Correlation Between Citigroup and Steppe Gold
Can any of the company-specific risk be diversified away by investing in both Citigroup and Steppe Gold at the same time? Although using a correlation coefficient on its own may not help to predict future stock returns, this module helps to understand the diversifiable risk of combining Citigroup and Steppe Gold into the same portfolio, which is an essential part of the fundamental portfolio management process.
By analyzing existing cross correlation between Citigroup and Steppe Gold, you can compare the effects of market volatilities on Citigroup and Steppe Gold and check how they will diversify away market risk if combined in the same portfolio for a given time horizon. You can also utilize pair trading strategies of matching a long position in Citigroup with a short position of Steppe Gold. Check out your portfolio center. Please also check ongoing floating volatility patterns of Citigroup and Steppe Gold.
Diversification Opportunities for Citigroup and Steppe Gold
-0.17 | Correlation Coefficient |
Good diversification
The 3 months correlation between Citigroup and Steppe is -0.17. Overlapping area represents the amount of risk that can be diversified away by holding Citigroup and Steppe Gold in the same portfolio, assuming nothing else is changed. The correlation between historical prices or returns on Steppe Gold and Citigroup is a relative statistical measure of the degree to which these equity instruments tend to move together. The correlation coefficient measures the extent to which returns on Citigroup are associated (or correlated) with Steppe Gold. Values of the correlation coefficient range from -1 to +1, where. The correlation of zero (0) is possible when the price movement of Steppe Gold has no effect on the direction of Citigroup i.e., Citigroup and Steppe Gold go up and down completely randomly.
Pair Corralation between Citigroup and Steppe Gold
Taking into account the 90-day investment horizon Citigroup is expected to generate 0.49 times more return on investment than Steppe Gold. However, Citigroup is 2.02 times less risky than Steppe Gold. It trades about 0.07 of its potential returns per unit of risk. Steppe Gold is currently generating about -0.02 per unit of risk. If you would invest 4,218 in Citigroup on September 2, 2024 and sell it today you would earn a total of 2,869 from holding Citigroup or generate 68.02% return on investment over 90 days.

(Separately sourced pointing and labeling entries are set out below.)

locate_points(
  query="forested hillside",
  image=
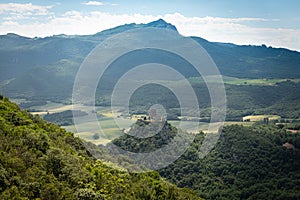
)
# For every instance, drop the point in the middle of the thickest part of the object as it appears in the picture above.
(258, 162)
(39, 160)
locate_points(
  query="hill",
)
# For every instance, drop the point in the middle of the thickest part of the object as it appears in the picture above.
(257, 162)
(45, 68)
(39, 160)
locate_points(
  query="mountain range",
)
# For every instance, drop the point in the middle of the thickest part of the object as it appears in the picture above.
(46, 67)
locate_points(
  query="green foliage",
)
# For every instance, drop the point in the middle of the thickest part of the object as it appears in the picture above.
(246, 163)
(39, 160)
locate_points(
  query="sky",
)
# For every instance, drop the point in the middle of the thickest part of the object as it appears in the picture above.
(274, 23)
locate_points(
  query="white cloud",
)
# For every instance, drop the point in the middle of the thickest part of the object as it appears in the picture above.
(93, 3)
(234, 30)
(26, 9)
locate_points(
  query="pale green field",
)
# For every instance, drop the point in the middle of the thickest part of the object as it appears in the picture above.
(109, 129)
(244, 81)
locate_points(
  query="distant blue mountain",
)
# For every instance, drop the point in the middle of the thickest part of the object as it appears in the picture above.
(47, 66)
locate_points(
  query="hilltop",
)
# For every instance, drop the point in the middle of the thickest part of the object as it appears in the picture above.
(39, 160)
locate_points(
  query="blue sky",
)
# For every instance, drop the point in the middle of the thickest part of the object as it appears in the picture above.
(271, 22)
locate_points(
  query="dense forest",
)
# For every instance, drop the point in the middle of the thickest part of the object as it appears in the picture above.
(257, 162)
(39, 160)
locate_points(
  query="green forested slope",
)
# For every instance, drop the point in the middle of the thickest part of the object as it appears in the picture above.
(39, 160)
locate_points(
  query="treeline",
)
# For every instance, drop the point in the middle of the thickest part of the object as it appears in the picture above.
(258, 162)
(39, 160)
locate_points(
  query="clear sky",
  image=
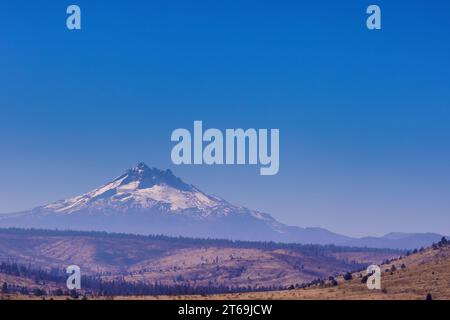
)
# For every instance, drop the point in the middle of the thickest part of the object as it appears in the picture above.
(363, 115)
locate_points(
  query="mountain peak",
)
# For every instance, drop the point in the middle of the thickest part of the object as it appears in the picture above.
(147, 177)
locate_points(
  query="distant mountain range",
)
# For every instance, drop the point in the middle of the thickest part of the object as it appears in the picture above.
(151, 201)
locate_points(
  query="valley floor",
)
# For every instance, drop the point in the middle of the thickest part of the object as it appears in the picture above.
(424, 273)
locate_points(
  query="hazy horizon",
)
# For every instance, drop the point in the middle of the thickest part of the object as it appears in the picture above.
(363, 116)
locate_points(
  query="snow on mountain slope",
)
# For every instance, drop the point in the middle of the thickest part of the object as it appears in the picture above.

Time Period | 3 Months [change] |
Direction | Moves Against |
Strength | Insignificant |
Accuracy | 100.0% |
Values | Daily Returns |
Citigroup vs. Steppe Gold
Performance |
Timeline |
Citigroup |
Steppe Gold |
Citigroup and Steppe Gold Volatility Contrast
Predicted Return Density |
Returns |
Pair Trading with Citigroup and Steppe Gold
The main advantage of trading using opposite Citigroup and Steppe Gold positions is that it hedges away some unsystematic risk. Because of two separate transactions, even if Citigroup position performs unexpectedly, Steppe Gold can make up some of the losses. Pair trading also minimizes risk from directional movements in the market. For example, if an entire industry or sector drops because of unexpected headlines, the short position in Steppe Gold will offset losses from the drop in Steppe Gold's long position.Citigroup vs. JPMorgan Chase Co | Citigroup vs. Wells Fargo | Citigroup vs. Toronto Dominion Bank | Citigroup vs. Nu Holdings |
Steppe Gold vs. Maple Gold Mines | Steppe Gold vs. Caledonia Mining | Steppe Gold vs. Fortuna Silver Mines | Steppe Gold vs. Sandstorm Gold Ltd |
Check out your portfolio center.Note that this page's information should be used as a complementary analysis to find the right mix of equity instruments to add to your existing portfolios or create a brand new portfolio. You can also try the Headlines Timeline module to stay connected to all market stories and filter out noise. Drill down to analyze hype elasticity.